Para los abogados patrocinantes era necesario que los jueces
comprendan el carácter de comunidad como una impronta fundamental de la cultura indígena. Legalmente, en el momento del juicio, contaban ya con
la personería jurídica otorgada el 22 de abril del '96 bajo el
número 307-G96. Sin embargo, por alguna causa eso no era suficiente. En términos de derecho civil, sabían que sólo podían acceder a la propiedad si contaban con más de veinte años de ocupación sin título.
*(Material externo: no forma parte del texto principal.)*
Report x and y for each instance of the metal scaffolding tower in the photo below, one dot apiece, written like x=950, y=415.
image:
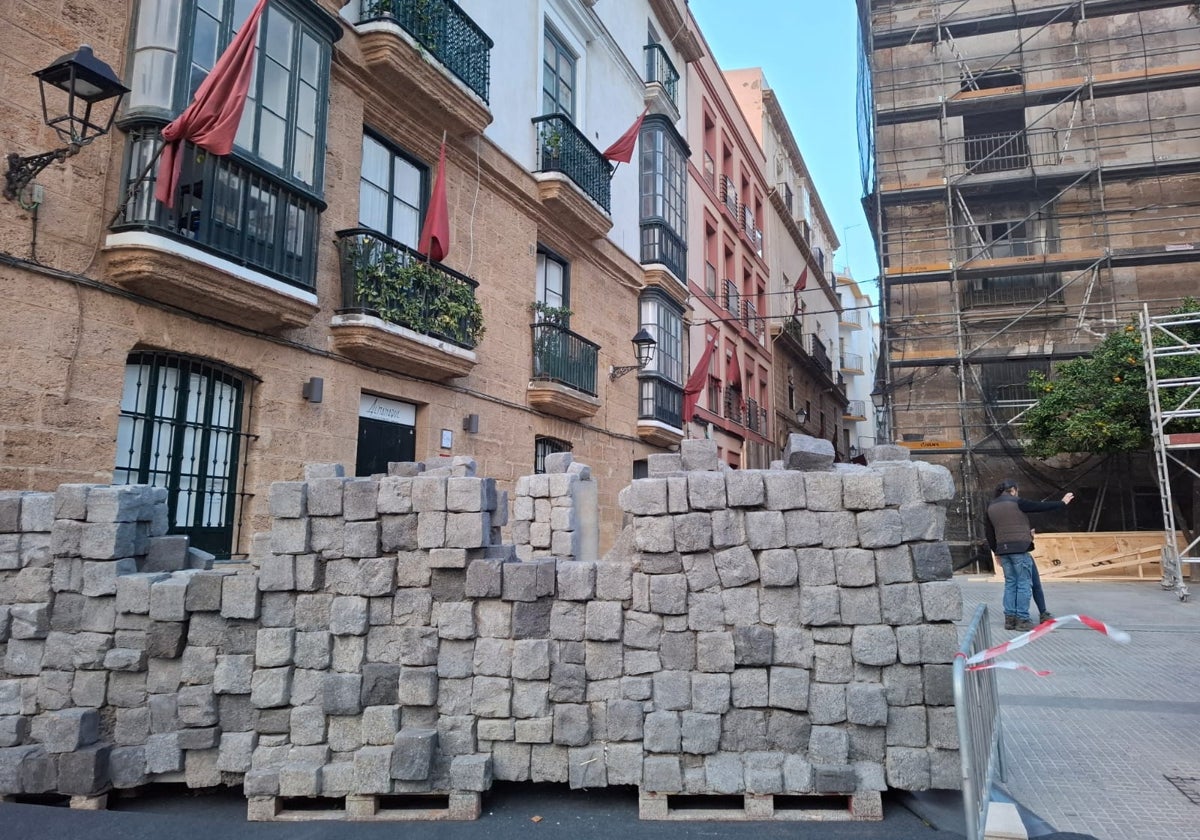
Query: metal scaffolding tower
x=1164, y=339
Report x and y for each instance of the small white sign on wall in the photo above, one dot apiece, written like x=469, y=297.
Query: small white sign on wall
x=388, y=411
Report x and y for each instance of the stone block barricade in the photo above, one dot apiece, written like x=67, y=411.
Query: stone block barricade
x=756, y=633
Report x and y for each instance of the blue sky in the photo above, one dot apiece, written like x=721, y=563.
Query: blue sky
x=808, y=49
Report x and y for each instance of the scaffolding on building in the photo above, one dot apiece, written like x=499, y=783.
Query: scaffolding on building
x=1174, y=402
x=1030, y=168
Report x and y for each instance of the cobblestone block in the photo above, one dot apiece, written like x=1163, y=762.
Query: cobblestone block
x=874, y=645
x=805, y=454
x=706, y=491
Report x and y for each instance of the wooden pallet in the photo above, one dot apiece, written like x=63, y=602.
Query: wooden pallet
x=751, y=807
x=97, y=802
x=366, y=808
x=1126, y=555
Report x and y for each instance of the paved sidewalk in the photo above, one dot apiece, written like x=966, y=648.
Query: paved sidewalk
x=1091, y=748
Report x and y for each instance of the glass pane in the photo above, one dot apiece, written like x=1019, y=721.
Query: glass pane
x=408, y=181
x=275, y=88
x=205, y=35
x=406, y=223
x=372, y=207
x=159, y=24
x=303, y=156
x=306, y=108
x=271, y=138
x=279, y=37
x=310, y=60
x=375, y=162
Aunque llevaban mucho más
años en la Puna, la inscripción jurídica era apenas del ‘96. Uno de los
trabajos más importantes de los jueces fue justamente encontrar las pruebas
que zanjaran también esta cuestión formal.
Después de las pericias oculares y acopio de pruebas, la jueza Aguiar dice entre los fundamentos del fallo que la posesión de la tierra ha sido transmitida de generación en generación,
configurándose la acción de posesión de padre a hijos desde hace cientos de años. En ese sentido
retoma uno de los argumentos presentados por los abogados: "La
cosmovisión del pueblo indígena, es la armonía de vivir con su
Madre Tierra (Pachamama). Esta relación espacial, cultural y espiritual
que el indígena tiene con la tierra y territorios que ocupa en forma colectiva queda reconocido
por el convenio de la OIT ratificado por nuestro país".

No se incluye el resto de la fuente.